Mrs. Sookie Poole should be entering her “golden years” with her husband, Earle. The Point Clear, Alabama housewife has just married off the last of the three daughters, and although her son Carter is still single, that wedding will be some other mother’s problem. The only sticking point is (and always has been) her formidable mother, Lenore Simmons Krackenberry, an irascible, overbearing 88-year-old who is fond of lording her proud ancestry over anyone who will listen. Sookie, ever the patient daughter, has lived in her mother’s foreboding shadow her entire life. The biggest worry in the Simmons family is the propensity they have to lose their marbles at a certain age and end up at Pleasant Hill Sanitarium (like her Aunt Lily and Uncle Baby: “When a fifty-eight-year-old man goes downtown dressed up in a Dale Evans cowgirl outfit, complete with a skirt with fringe, it’s time.”)
"With her usual deftness, Fannie Flagg combines big-hearted storytelling with comical mystery elements for a charming story of unexpected family. Her characters fully inhabit the page, to the point where you can almost smell their sweet jasmine perfume."
The always dramatic Lenore, with her pronounced hair flip and flowing scarves, earned the nickname “Winged Victory” from her son and Sookie’s brother, Buck, who remarked on their mother’s likeness to a hood ornament. You try standing out with a mother like that. But standing out was never Sookie’s style. She was content just being herself, happily married to Earle, the local dentist, who loved her since they were teenagers, and being a doting mother to her four children. As they grew up, got married and left the nest, Sookie anticipated things settling down and spending more time with her hard-working husband, maybe even taking a cruise. But as the saying goes, “If you want to make God laugh, make plans.” Everything changes with one registered letter from the Texas Board of Health. Sookie’s world is altered in an instant.
With this letter, a secret is revealed about Sookie’s parentage and her mother’s past, and she embarks on a search that will take her back in time, to the Wisconsin and Texas of the 1940s. On her journey, she learns of her connection to a freethinking, independent woman named Fritzi Jurdabralinski, a trained airplane stunt pilot who returned to her family’s Wisconsin home during the roughest years of World War II to help run the family’s filling station. At that time, with all the men at war, it was up to the women in the family to step up, and the family’s Phillips 66 became the All-Girl Filling Station, where the women of the Jurdabralinksi family all had their roles to help out while their brother Wink was off at war and their father recovered from his lung ailment.

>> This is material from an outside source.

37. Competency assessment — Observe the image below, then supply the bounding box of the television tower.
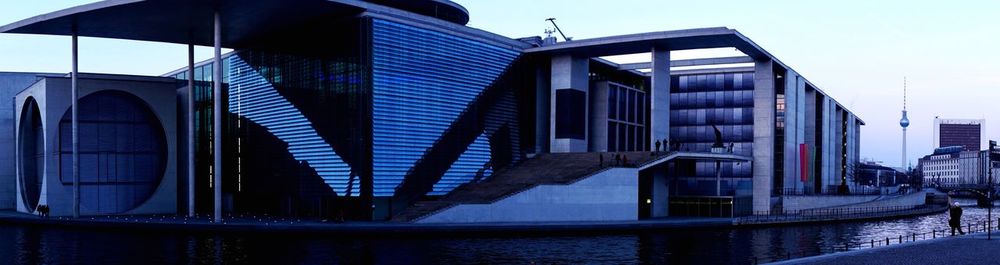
[899,76,910,167]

As the war raged on and gas prices became astronomical, the station was forced to close. Without their family vocation, Fritzi decided to return to her first love --- flying --- a vocation she learned at the feet of the master, her on-again, off-again boyfriend, Bill Bevins, stunt pilot extraordinaire who, despite an impressive drinking prowess, had been recruited by the Army to train pilots in Pensacola. Through Fritzi’s adventures, we learn about a little-known aspect of the war effort: there were women called WASPs who were trained and flew planes. She leaves Wisconsin and heads for Sweetwater, Texas, where she trains at the local air base along with other women, learning to pilot planes for the war effort. Eventually, her sisters, also licensed pilots, join her there.

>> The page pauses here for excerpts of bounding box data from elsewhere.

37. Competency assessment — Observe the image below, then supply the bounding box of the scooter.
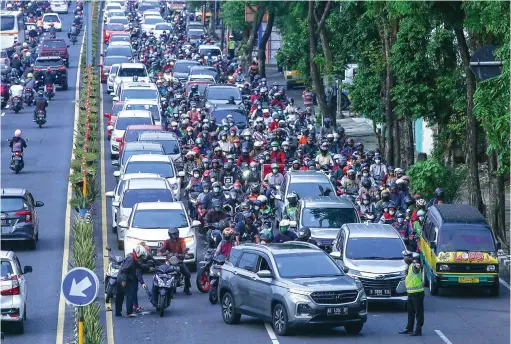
[105,246,124,303]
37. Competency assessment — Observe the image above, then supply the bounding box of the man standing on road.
[399,251,424,336]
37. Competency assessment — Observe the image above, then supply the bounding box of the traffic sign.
[61,268,99,306]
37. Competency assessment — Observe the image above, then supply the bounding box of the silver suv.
[219,242,367,336]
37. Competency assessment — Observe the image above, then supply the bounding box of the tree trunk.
[307,1,330,124]
[454,28,484,212]
[257,7,275,78]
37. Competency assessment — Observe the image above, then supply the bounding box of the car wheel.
[344,322,364,334]
[272,303,289,336]
[222,292,241,325]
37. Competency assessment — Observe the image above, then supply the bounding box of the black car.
[34,56,68,90]
[0,188,44,250]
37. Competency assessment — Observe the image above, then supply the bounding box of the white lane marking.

The story alternates between Sookie’s modern-day discovery and acceptance of what she’s learned and Fritzi’s rollicking adventures and heartaches during World War II. With her usual deftness, Fannie Flagg combines big-hearted storytelling with comical mystery elements for a charming story of unexpected family. Her characters fully inhabit the page, to the point where you can almost smell their sweet jasmine perfume. As a reader, you feel you know these people. As in many of her novels, familiar names crop up (Dena Nordstrom, the lead character in WELCOME TO THE WORLD, BABY GIRL! is Sookie’s college friend and trusted ally with whom she consults often via phone), and the setting of southern Alabama is as comfortable as a well-worn leather chair. This latest offering from Flagg is just as easy to slip into and lose yourself.